Changed in ways that you can imagine. And changed in ways that were beyond all imagining.
‘I am a Frankenstein,’ cried Louis Washkansky upon waking as the world’s first heart transplant recipient in Cape Town, South Africa, in the month of December, 1967. ‘I am a Frankenstein.’
‘Not a Frankenstein,’ said his nurse. ‘But an angel.’
I turned off the computer. There was still no light from the world outside as I went back up to bed. My family slept on. And my heart leapt to my throat when I saw him as I passed the darkened bathroom – the hair uncut and unkempt, the eyes bright and wild, not a gram of fat on his stubbled face, the flesh just fallen away. It was a face to make your heart leap in the middle of the night.
And it took me a long second to see that I was staring at myself.

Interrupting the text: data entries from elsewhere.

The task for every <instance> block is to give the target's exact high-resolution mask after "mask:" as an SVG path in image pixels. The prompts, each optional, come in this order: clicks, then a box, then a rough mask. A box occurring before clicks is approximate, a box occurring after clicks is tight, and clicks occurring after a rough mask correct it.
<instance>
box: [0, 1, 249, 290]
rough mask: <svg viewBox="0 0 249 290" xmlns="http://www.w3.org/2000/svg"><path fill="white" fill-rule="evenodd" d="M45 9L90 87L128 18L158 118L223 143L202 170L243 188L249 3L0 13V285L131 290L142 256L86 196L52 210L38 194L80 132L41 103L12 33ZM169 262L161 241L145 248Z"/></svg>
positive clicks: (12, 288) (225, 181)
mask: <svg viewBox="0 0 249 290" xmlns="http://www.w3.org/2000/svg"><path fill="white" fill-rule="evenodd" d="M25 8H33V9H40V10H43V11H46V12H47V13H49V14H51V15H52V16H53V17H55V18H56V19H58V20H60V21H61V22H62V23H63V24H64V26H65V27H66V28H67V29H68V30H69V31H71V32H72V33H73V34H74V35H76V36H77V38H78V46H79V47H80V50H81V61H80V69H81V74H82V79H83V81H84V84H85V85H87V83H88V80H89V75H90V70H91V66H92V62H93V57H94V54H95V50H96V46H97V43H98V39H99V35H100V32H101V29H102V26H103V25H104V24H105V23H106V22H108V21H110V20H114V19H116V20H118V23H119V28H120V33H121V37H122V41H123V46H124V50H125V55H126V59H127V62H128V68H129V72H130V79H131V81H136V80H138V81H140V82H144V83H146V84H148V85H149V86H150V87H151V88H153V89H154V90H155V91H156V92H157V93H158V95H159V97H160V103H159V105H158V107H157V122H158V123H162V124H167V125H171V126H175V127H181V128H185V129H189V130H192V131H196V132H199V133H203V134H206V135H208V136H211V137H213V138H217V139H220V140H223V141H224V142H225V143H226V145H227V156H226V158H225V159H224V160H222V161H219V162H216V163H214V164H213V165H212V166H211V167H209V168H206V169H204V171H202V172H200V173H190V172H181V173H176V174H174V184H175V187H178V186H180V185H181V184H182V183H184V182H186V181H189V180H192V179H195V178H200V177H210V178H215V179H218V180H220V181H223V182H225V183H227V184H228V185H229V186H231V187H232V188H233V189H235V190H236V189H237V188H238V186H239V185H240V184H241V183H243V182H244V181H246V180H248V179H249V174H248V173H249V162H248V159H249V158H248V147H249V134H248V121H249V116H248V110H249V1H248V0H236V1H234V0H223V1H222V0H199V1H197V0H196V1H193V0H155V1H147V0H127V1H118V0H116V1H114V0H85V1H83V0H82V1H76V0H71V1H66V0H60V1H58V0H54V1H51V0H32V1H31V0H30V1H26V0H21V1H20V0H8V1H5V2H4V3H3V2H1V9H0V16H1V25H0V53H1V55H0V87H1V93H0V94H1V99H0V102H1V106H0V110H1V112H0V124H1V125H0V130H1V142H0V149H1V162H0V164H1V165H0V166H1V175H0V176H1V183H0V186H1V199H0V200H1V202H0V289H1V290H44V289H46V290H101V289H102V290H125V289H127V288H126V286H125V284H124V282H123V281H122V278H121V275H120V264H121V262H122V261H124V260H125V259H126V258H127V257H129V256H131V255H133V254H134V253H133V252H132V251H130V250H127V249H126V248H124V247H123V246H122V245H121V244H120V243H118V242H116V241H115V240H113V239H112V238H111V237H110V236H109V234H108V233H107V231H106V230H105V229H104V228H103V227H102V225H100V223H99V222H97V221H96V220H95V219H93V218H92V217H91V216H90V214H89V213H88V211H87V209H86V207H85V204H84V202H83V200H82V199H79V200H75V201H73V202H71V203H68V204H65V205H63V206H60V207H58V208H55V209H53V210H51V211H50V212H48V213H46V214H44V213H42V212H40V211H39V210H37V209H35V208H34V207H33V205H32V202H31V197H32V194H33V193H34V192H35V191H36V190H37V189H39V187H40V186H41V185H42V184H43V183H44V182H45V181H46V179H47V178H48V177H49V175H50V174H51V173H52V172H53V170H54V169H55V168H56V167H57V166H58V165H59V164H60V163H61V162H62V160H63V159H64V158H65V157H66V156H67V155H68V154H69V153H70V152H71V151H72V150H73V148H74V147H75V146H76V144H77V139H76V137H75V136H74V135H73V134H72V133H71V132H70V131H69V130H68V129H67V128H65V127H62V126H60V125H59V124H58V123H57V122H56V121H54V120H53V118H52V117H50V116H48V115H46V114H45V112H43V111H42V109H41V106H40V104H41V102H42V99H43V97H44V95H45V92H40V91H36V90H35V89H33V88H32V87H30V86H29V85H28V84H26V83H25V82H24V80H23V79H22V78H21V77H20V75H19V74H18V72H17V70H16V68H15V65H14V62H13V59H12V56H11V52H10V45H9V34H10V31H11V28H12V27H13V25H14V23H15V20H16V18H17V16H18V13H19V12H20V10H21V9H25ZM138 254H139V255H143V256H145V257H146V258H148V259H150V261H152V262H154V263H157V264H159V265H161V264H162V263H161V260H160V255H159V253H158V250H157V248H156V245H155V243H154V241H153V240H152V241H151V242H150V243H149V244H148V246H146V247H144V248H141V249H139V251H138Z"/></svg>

I was standing in front of the mirror in the bedroom, my shirt open, looking at the scar on my chest again. It was a long, livid, red wound, as though someone had tried to saw me in half, starting at the top. My fingers moved to touch it and I remembered touching the scar on my wife’s stomach after the birth of our boy. The world had marked me, as it had marked her, as if to signal that one kind of life had ended and another kind of life had begun. I started to button my shirt and Lara appeared in the doorway.
‘The cab here?’ I said.
‘We’re not getting a cab,’ she said, and got this little secret smile.
The bicycles were waiting in the hall, propped against the wall. Ruby’s pink trekking bike, still caked with fresh mud, and Rufus’ big black Saracen Dirtrax, three years old but shining like it had just come out of the box. Sometimes you give a kid a present and they have outgrown it before it is unwrapped.
I looked at the bikes and I looked at my wife. ‘Oh, you’ve got to be kidding me,’ I said.
‘It’s good for you,’ she said, and squeezed my arm. ‘And you’re ready.’ She gave me a wink. ‘Know what I mean, big boy?’